Con il termine protezionismo ci si riferisce ad una particolare politica economica antitetica al libero scambio. Un governo ricorre al protezionismo quando intende arginare la concorrenza estera su un dato prodotto. In altre parole, il protezionismo scoraggia le importazioni, ragion per cui storicamente i governi se ne sono serviti per riequilibrare la bilancia dei pagamenti (laddove in deficit).
Da un punto di vista tecnico, la forma più comune di protezionismo è quella doganale. Per scoraggiare le importazioni (colpendo l’export del Paese competitor) un governo può imporre un dazio su un dato prodotto. Il dazio renderà il prezzo finale del prodotto importato più alto; la probabile conseguenza è che il consumatore si orienterà verso l’acquisto di un prodotto nazionale il cui prezzo non è gravato dal peso di un dazio.
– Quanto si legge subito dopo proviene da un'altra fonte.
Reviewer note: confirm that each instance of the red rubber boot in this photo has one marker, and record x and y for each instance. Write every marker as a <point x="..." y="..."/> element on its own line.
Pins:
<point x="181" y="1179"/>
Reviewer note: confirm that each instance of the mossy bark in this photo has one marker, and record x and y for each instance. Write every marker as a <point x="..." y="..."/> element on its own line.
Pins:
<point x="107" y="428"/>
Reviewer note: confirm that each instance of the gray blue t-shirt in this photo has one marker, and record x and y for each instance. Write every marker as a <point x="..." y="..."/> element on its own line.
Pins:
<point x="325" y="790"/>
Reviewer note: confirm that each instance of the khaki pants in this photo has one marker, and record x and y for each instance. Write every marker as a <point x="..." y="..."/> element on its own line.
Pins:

L’assunto è tuttavia debole se si considera l’elasticità della domanda (un consumatore potrebbe acquistare il prodotto importato indipendentemente dall’aumento del prezzo connesso al dazio).
Fin dagli anni ’70 e, nello specifico, dall’istituzione dell’Organizzazione mondiale del commercio (OMC) avvenuta nel 1995 - il cui obiettivo è quello di impedire che forme distorsive della concorrenza ledano il commercio globale - il protezionismo viene considerato una politica economica sleale, quindi da scoraggiare.